Face à la mort médiatisée

De plus en plus, les médias d'information (journaux, sites internet, chaîne TV) transmettent des images de catastrophes, de violences ou de morts tragiques. Face à ce déferlement d'images potentiellement traumatisantes, le spectateur peut se sentir impuissant. L'ubiquité du site Internet permet aux nombreux spectateurs des tragédies médiatisées de prendre part à distance, et cela même s’ils se trouvent dans une autre ville, un autre pays, de faire un geste de compassion envers les personnes qui sont frappées et, en quelque sorte, de reprendre une attitude active qui tranche avec celle du simple spectateur qui subit ces images et ces événements. Cette activité, même symbolique, de rédiger quelques phrases de commentaire peut permettre de repenser son identité, son humanité face à des événements qui nous choquent ; elle peut permettre aussi de ne pas rester passif et d'éviter de se sentir totalement impuissant, voire indifférent. Écrire des messages de condoléances à des personnes que l'on ne connaît pas mais dont on se sent proche peut ainsi apparaître comme apaisant non seulement pour les autres, mais aussi pour soi-même.

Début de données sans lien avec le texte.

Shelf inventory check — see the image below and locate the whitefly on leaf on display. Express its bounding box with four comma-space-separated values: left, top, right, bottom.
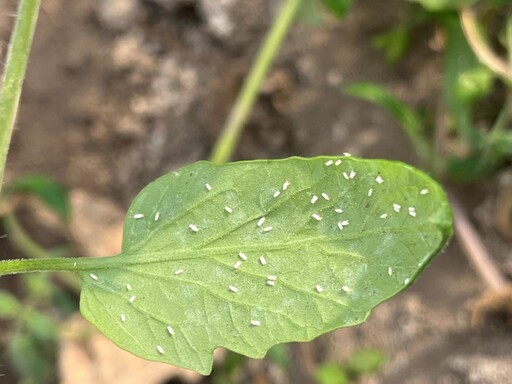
78, 156, 453, 374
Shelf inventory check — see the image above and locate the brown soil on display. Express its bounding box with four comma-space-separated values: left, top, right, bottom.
1, 0, 511, 383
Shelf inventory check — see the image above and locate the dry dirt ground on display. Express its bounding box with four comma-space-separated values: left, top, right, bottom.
1, 0, 511, 383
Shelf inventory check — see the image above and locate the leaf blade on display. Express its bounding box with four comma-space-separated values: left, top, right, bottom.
79, 157, 452, 374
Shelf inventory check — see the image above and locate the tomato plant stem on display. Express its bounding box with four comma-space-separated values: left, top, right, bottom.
210, 0, 303, 164
0, 0, 41, 191
0, 254, 120, 277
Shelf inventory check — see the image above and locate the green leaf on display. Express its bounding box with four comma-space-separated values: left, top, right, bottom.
78, 157, 452, 375
0, 290, 21, 318
315, 363, 349, 384
344, 83, 432, 164
320, 0, 353, 19
372, 25, 411, 64
344, 348, 385, 375
455, 65, 494, 103
7, 174, 70, 221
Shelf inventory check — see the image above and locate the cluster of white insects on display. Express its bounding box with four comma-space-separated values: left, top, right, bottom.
88, 157, 431, 356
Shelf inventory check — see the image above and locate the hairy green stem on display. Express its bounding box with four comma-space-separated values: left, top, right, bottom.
209, 0, 303, 163
0, 0, 41, 191
3, 213, 82, 291
0, 255, 121, 277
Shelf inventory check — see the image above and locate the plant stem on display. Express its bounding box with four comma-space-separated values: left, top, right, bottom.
209, 0, 303, 164
460, 7, 512, 84
0, 0, 41, 192
0, 255, 120, 277
450, 194, 507, 291
3, 213, 82, 291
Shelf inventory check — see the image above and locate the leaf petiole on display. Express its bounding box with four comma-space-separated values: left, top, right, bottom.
0, 255, 119, 277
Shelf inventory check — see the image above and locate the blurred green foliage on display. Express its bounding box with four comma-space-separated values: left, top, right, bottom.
409, 0, 477, 11
6, 174, 71, 221
346, 1, 512, 181
314, 348, 385, 384
320, 0, 353, 18
1, 175, 75, 383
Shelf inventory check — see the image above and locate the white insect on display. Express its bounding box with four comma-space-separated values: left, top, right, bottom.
156, 345, 165, 354
167, 325, 175, 336
341, 220, 349, 226
311, 195, 319, 204
325, 160, 334, 166
337, 222, 344, 231
349, 170, 356, 179
388, 267, 393, 276
315, 284, 324, 293
380, 213, 388, 219
273, 190, 281, 198
312, 213, 322, 221
175, 269, 184, 275
343, 172, 350, 180
154, 212, 160, 221
205, 183, 212, 191
228, 285, 239, 293
343, 152, 352, 157
120, 314, 126, 323
224, 206, 233, 213
126, 283, 132, 291
129, 295, 136, 304
368, 188, 373, 197
282, 181, 290, 190
263, 226, 273, 232
408, 207, 417, 217
341, 285, 351, 293
267, 275, 277, 281
267, 280, 276, 286
404, 278, 410, 285
89, 273, 98, 281
376, 175, 384, 184
233, 261, 242, 269
321, 192, 330, 200
420, 188, 429, 195
335, 159, 342, 166
257, 217, 266, 227
239, 252, 248, 261
334, 208, 343, 213
251, 319, 261, 326
393, 203, 401, 213
189, 224, 199, 232
133, 214, 144, 219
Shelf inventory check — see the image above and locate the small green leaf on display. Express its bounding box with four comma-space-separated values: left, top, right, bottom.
320, 0, 353, 19
78, 157, 452, 374
455, 66, 494, 104
0, 290, 21, 318
7, 174, 70, 221
344, 348, 385, 375
315, 363, 349, 384
372, 25, 411, 64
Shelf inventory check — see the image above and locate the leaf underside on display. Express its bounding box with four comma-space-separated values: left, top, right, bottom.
78, 157, 452, 374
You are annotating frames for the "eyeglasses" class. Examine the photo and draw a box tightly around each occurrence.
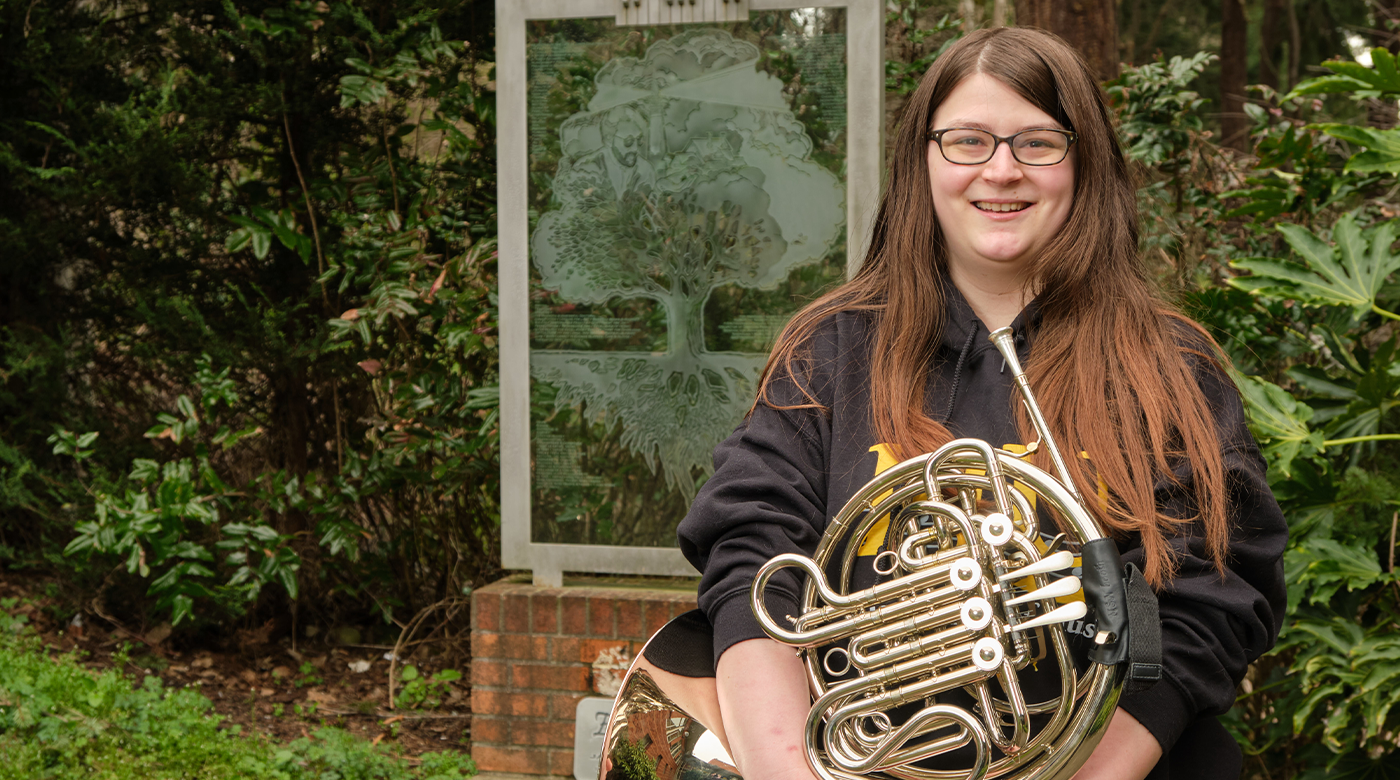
[927,127,1077,166]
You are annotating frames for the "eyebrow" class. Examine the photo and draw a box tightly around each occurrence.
[939,120,1067,132]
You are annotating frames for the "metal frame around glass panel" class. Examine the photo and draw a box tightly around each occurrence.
[497,0,884,586]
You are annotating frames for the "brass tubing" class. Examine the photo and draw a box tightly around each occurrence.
[848,600,975,670]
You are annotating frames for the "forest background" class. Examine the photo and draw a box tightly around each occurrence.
[4,0,1400,777]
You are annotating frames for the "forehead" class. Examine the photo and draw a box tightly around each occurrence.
[931,73,1064,132]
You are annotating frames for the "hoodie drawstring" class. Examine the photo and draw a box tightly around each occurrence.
[942,325,979,423]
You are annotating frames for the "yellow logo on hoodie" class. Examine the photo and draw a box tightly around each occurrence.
[855,442,1084,604]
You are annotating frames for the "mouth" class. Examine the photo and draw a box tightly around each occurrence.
[974,201,1030,213]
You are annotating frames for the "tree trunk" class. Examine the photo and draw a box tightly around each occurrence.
[991,0,1009,28]
[1220,0,1250,152]
[960,0,981,32]
[1259,0,1284,92]
[1013,0,1119,82]
[1286,0,1301,92]
[1119,0,1145,65]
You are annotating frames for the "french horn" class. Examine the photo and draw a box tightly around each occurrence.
[598,327,1137,780]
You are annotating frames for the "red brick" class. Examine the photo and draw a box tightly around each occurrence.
[513,663,589,692]
[576,638,630,665]
[616,599,642,639]
[471,689,506,717]
[553,636,582,663]
[549,748,577,776]
[532,593,560,634]
[472,591,501,632]
[469,715,509,744]
[515,718,575,748]
[476,689,551,718]
[589,596,617,637]
[472,631,500,659]
[551,692,589,719]
[509,691,550,717]
[643,602,673,637]
[561,595,588,635]
[472,659,509,688]
[472,745,549,775]
[503,592,531,633]
[502,633,551,661]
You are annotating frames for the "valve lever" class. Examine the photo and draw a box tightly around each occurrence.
[1005,576,1082,606]
[1008,601,1087,634]
[998,550,1074,581]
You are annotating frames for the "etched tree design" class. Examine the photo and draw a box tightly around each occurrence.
[531,29,844,497]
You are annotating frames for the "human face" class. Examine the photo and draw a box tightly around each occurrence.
[927,73,1075,288]
[611,119,643,168]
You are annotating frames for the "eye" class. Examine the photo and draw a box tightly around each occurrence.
[1015,131,1067,150]
[943,131,990,147]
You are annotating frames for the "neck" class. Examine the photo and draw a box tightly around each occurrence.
[948,267,1031,331]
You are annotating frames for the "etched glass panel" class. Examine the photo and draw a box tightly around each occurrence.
[528,9,848,546]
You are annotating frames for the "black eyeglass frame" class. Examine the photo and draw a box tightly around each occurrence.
[926,127,1078,166]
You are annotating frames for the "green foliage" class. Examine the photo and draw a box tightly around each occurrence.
[1211,49,1400,778]
[0,0,500,631]
[884,4,961,96]
[0,620,476,778]
[1108,52,1214,170]
[1313,124,1400,175]
[1230,214,1400,320]
[1108,52,1236,285]
[395,665,460,709]
[294,662,324,689]
[1291,47,1400,100]
[54,357,303,626]
[608,738,660,780]
[1233,373,1324,479]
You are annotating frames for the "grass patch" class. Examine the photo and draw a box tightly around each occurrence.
[0,627,476,779]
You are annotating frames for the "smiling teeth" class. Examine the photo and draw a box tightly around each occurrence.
[976,202,1029,212]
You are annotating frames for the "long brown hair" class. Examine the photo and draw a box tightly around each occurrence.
[758,27,1229,586]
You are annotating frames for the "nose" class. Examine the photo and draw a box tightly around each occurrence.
[980,142,1023,185]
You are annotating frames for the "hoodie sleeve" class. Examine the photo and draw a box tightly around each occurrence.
[676,332,840,664]
[1116,352,1289,753]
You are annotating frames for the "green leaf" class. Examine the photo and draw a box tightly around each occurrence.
[130,459,160,482]
[1295,682,1345,733]
[276,565,299,599]
[170,594,194,626]
[1360,661,1400,693]
[1286,538,1385,609]
[1235,373,1322,477]
[1314,124,1400,173]
[225,228,252,254]
[176,395,198,422]
[1290,49,1400,98]
[1289,75,1374,97]
[1229,213,1400,318]
[250,228,271,260]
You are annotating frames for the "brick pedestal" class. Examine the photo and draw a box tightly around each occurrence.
[470,575,699,777]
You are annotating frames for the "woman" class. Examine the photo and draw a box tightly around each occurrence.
[667,26,1287,780]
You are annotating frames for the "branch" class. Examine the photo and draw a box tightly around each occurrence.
[282,112,329,306]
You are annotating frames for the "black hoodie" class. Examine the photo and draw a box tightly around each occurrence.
[675,287,1288,779]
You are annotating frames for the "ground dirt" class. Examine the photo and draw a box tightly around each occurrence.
[0,572,474,761]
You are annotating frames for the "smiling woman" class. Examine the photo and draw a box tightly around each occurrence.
[656,25,1288,780]
[926,73,1077,329]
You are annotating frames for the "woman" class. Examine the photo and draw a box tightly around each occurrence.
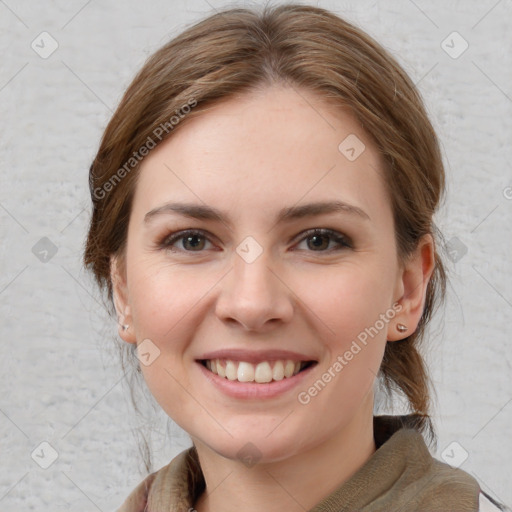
[84,4,509,511]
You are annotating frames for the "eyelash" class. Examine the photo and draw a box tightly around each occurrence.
[158,228,352,254]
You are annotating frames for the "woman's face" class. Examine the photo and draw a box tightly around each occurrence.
[113,85,412,463]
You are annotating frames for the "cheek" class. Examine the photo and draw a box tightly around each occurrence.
[128,260,212,342]
[294,265,393,399]
[126,261,219,415]
[296,263,394,346]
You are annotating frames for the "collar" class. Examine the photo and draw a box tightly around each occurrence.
[119,414,481,511]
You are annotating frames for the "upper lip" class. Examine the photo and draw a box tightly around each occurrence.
[197,349,317,364]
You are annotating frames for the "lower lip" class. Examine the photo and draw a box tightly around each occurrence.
[196,361,316,399]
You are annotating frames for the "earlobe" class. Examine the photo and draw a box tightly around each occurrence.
[388,234,435,342]
[110,255,137,345]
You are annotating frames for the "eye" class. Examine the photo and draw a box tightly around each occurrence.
[158,227,352,254]
[159,229,215,252]
[294,228,352,252]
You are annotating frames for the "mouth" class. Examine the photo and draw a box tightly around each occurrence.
[198,358,317,384]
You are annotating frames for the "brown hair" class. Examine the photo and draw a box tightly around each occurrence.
[84,2,446,471]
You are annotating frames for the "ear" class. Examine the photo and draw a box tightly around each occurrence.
[110,254,137,344]
[388,234,435,341]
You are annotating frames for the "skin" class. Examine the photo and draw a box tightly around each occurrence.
[111,84,435,512]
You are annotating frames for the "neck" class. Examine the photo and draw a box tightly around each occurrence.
[193,398,376,512]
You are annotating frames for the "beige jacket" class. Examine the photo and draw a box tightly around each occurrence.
[118,415,506,511]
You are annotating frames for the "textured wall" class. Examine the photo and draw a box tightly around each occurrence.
[0,0,510,510]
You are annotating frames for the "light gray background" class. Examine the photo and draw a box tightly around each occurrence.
[0,0,511,510]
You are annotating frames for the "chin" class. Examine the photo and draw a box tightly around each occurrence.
[194,424,312,466]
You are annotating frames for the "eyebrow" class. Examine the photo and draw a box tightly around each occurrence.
[144,200,370,226]
[144,201,370,225]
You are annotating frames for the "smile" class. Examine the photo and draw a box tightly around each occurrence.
[200,359,316,383]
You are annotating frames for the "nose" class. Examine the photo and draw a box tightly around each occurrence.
[215,250,294,332]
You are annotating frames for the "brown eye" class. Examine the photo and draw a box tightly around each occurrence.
[181,233,206,251]
[295,229,352,252]
[307,233,330,251]
[161,230,213,252]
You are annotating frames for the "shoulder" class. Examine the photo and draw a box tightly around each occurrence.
[116,470,158,512]
[428,457,509,512]
[116,448,198,512]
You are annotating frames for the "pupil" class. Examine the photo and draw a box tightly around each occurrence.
[310,234,328,250]
[185,235,203,250]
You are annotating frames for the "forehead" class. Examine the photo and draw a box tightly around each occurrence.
[131,85,391,226]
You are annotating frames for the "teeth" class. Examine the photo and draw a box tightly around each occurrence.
[284,360,295,378]
[272,361,284,381]
[237,362,254,382]
[225,360,237,381]
[255,362,272,383]
[204,359,308,383]
[217,361,226,378]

Sur la page Facebook créée par Aurélie, deux mois après les attentats, les messages sont nettement moins nombreux. Puis ils cessent complètement. Ce qui s'explique, d'une part, par le fait que de nouvelles tragédies font la une des médias et, d'autre part, que le processus de deuil a fait son chemin. On pourrait ainsi parler de communautés en ligne « éphémères », dont le but « psychologique » est essentiellement, non pas de créer une communauté réelle et durable, mais de permettre de traverser un moment difficile, d'assimiler des événements choquants en partageant ses émotions de tristesse, de colère et de peur. En ce sens, ces sites ont peut-être un rôle essentiellement cathartique, permettant ainsi d'exprimer ces émotions avec d'autres personnes qui les partagent. Ces sites rassurent sur les valeurs, les principes éthiques partagés : en réaffirmant l'inacceptable de ces violences. Ce ne sont donc pas les liens sociaux réels qui sont ainsi retissés, mais le sentiment de partager des valeurs. En ce sens, ces messages et témoignages permettent de réhumaniser par le langage la sphère publique, mise à mal par ces violences. Suite aux attentats homophobes de juin 2015, puis celui de Nice en juillet 2015, de nouveaux messages sont publiés par les proches sur le site de Marion et Anna, en soutien aux nouvelles victimes. Le souvenir des défunts est ravivé par les nouveaux événements : « On pense à elles bien sûr et à tous les autres !!!! », « Encore et encore des douleurs, le souvenir de cette tragédie que nous avons connue, d'autres victimes innocentes sont allées rejoindre Anna et Marion, encore des familles malheureuses. » En 2017, la page Facebook est encore active et suivie par plus de 3500 internautes, mais les messages sont nettement moins nombreux : quatre messages de janvier à septembre 2017, avec une mention « J’aime » ajoutée par une centaine de personnes à chaque fois, mais peu partagés et commentés.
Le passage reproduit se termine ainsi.